# Homework Help: Related Rates

1. Apr 1, 2005

### erik05

There are two questions that I'm stuck on and I was wondering if someone could help me. I'm more worried about the process of finding the right answer than the answer itself. Thanks in advance.

1) A man who is 2 m tall is walking straight away from a lamppost at a rate of 8 km/h. The lamppost is 7 m high. How fast is the end of his shadow moving when he is 7 m from the foot of the lamppost? Ans: 11.2 km/h

I know that you have to use the property of similiar triangles but I'm not too sure how to set it up. Any suggestions?

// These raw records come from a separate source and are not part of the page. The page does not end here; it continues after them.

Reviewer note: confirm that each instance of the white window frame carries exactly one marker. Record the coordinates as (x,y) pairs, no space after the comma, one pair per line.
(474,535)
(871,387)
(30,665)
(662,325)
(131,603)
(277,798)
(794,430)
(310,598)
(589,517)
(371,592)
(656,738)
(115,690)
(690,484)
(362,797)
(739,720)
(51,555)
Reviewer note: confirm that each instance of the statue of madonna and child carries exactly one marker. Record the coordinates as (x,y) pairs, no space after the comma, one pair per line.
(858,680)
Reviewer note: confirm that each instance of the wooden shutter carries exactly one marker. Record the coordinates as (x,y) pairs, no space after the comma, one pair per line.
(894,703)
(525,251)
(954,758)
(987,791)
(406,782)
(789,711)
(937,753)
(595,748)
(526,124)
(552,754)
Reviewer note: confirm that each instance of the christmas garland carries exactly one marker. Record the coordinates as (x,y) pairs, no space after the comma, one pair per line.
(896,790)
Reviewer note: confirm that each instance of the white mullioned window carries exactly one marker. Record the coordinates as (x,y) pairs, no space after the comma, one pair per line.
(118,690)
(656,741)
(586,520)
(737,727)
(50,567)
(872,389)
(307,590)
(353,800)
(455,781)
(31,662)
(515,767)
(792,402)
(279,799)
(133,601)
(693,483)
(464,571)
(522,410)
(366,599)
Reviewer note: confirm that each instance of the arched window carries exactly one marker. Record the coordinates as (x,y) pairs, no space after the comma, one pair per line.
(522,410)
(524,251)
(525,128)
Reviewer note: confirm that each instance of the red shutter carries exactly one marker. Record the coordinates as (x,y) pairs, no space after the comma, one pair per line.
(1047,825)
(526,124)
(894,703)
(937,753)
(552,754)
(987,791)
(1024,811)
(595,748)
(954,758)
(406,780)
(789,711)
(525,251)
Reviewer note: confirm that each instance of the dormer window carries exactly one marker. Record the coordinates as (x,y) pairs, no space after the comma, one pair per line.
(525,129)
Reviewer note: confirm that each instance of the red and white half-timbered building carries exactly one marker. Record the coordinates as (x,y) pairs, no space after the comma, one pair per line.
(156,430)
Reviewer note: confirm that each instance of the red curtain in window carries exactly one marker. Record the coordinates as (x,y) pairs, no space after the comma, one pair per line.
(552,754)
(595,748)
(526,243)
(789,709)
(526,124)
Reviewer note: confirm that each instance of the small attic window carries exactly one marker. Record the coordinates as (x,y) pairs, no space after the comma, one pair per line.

2) Two ships start out from harbour at the same time; one travels northeast and the other southeast. If the first has a speed of 16 kn and the second 12 kn, how fast are they separating after 1 h? Ans: 20 kn

Would it help to know what kn stood for? Because I have no idea. Anyways, I started out with a coordinate grid with the harbour at (0,0) and the first ship at (x,16) and the second ship at (x,-12). Don't really know if this is the right to approach this but I had to start with something. Thanks, and have a good night.

2. Apr 1, 2005

### whozum

Draw a triangle inscribed in a triangle, sharing the two non vertical sides
The vertical end is the lamppost, the vertical centerline is the man. You want ds/dt (speed of shadow), given dx/dt = 8

Well the main step here is drawing a relationship between how far the man is and where his shadow is. Using trig properties, take a couple stabs at possible relationships between his distance from the post and the distance of the end of his shadow to the post.

3. Apr 2, 2005

### erik05

Okay, I got the first question..thanks whozum. Could anyone help me out on the second question?

4. Apr 2, 2005

### p53ud0 dr34m5

this is simple geometry. it is a right triangle, and the ships path are the two sides. the hypotenuse is the distance between them.

so, $(\frac{dx}{dt})^2+(\frac{dy}{dt})^2=(\frac{ds}{dt})^2$(dx/dt=12kn and dy/dt=16kn).

so, $12^2+16^2=(\frac{ds}{dt})^2~~144+256=(\frac{ds}{dt})^2~~400=(\frac{ds}{dt})^2~~\frac{ds}{dt}=20$
so, the ships are moving away from each other at 20kn.

Last edited: Apr 2, 2005